Cygwin still works but no there is no plan to maintain support with Cygwin. If you need more information on Gnumex with Cygwin, please see the old website here.

Special Topics

Fortran Compiling

Fortran compiling seems to have caused the more problems than the other languages with Gnumex over the years. Currently, Gnumex will work with gfortran for 32bit. Old versions of g77, g95, gfortran also work. 64-bit fortran has worked in some cases but still needs work.

Fortran File Extensions

Fortran 77 programs and Fortran 90/95 programs in fixed source form should have extension .f, but free form Fortran 95 programs must have extension .f90 (the compilers support also the extension .f95, but Matlab's mex command does not, and .f90 is generally preferred over .f95 anyway).

Case Options and Trailing Underscores

In contrast gfortran does not offer the -fcase switches, and in fact defaults to the behaviour of -fcase-lower. To circumvent the problem that this causes one can use BIND(C,NAME...) clauses in interface blocks for the mx and mex functions, e.g. BIND(C,NAME='MXGETPR') (the mx and mex functions are probably written in C anyway). The demonstration programs give more details.

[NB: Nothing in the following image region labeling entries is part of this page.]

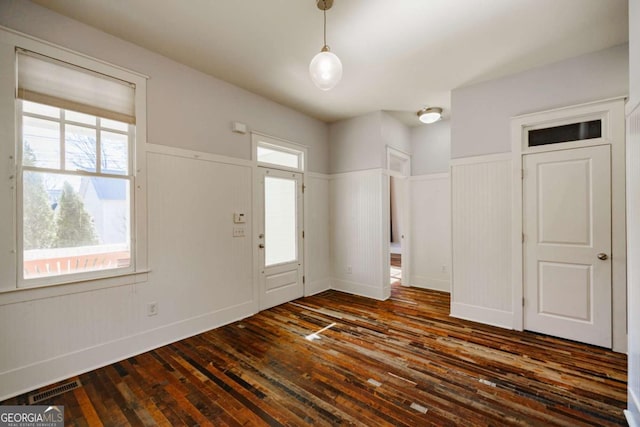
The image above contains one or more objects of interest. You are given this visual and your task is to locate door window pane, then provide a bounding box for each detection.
[529,120,602,147]
[264,176,298,266]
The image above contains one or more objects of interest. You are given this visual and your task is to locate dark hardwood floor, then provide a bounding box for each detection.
[3,285,626,426]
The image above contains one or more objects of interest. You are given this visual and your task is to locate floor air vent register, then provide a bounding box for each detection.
[29,380,82,405]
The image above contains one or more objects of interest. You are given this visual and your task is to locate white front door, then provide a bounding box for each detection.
[523,145,611,348]
[258,168,304,310]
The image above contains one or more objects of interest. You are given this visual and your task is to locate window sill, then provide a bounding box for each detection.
[0,270,151,306]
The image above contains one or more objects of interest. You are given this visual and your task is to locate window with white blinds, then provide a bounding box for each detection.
[16,48,145,287]
[17,49,136,124]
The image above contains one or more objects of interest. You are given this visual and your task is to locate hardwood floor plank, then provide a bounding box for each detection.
[3,285,627,427]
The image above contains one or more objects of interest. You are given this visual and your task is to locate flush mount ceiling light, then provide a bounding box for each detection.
[417,107,442,123]
[309,0,342,90]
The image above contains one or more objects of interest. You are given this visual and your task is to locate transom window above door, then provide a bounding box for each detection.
[252,133,306,172]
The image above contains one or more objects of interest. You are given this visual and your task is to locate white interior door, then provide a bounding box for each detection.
[258,168,304,310]
[523,145,611,348]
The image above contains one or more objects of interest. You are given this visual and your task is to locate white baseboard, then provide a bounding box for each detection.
[0,301,255,401]
[624,389,640,427]
[409,276,451,292]
[331,278,391,301]
[304,278,331,297]
[451,302,513,329]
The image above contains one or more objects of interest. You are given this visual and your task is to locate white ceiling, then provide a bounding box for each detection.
[35,0,628,125]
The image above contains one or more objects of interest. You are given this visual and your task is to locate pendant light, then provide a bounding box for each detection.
[309,0,342,90]
[416,107,442,124]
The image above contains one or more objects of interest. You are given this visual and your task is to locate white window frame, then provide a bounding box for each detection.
[0,27,148,294]
[16,99,135,288]
[251,132,307,173]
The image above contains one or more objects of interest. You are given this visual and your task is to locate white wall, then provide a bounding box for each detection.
[451,44,629,159]
[0,0,329,173]
[380,111,411,158]
[451,45,629,334]
[304,173,331,296]
[629,0,640,113]
[330,169,390,300]
[410,173,451,292]
[627,0,640,427]
[0,0,329,400]
[329,111,411,173]
[411,120,451,175]
[329,111,383,173]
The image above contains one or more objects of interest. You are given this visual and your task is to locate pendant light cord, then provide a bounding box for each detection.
[322,2,327,46]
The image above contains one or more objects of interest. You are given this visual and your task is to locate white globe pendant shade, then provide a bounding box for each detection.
[309,46,342,90]
[417,107,442,124]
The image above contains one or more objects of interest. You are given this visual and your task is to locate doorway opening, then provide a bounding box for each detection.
[387,147,411,286]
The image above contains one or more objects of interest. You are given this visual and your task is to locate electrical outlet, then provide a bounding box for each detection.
[147,302,158,316]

Mex Functions With Character String Arguments

gfortran seems to have a different mechanism for passing character strings, and the Fortran versions of these functions do not work. Thus mexinterface_c.f90 binds them to the corresponding C-functions (with mixed case names). This means that strings passed to them from gfortran must have an ascii zero appended, viz:

call mexprintf('A message'//char(0))
call mexerrmsgtxt('An error occurred'//char(10)//char(0))

Pointers and %VAL

Matlab sends integer memory addresses (pointers) to the gateway routine and these must be translated to arrays. In g77 the construct %val may be used, but in g95 it is possible to use native pointers. Again the demonstration programs give the details.

Example Fortran Programs

The demo Fortran programs that come with Matlab some use the %val construct but others use instead the functions mxCopyPtrToXXX and mxCopyXXXToPtr. With g77 it is much simpler to stick with the %val construct. The example gateway routine of Matlab, yprimefg.f (in \extern\examples\mex) is totally incompatible with all the gnu Fotran compilers. However with Gnumex there are routines, yprime77.f and yprime95.f90 which are compatible. The first one calls the computational routine in yprimef.f, but the second contains a module with a computational routine that is called (the yprimef.f that comes with Matlab is actually g77-compatible, but for convenience a similar routine is enclosed with Gnumex). The demonstartion programs are located in a subfolder, examples, in the folder where Gnumex is installed.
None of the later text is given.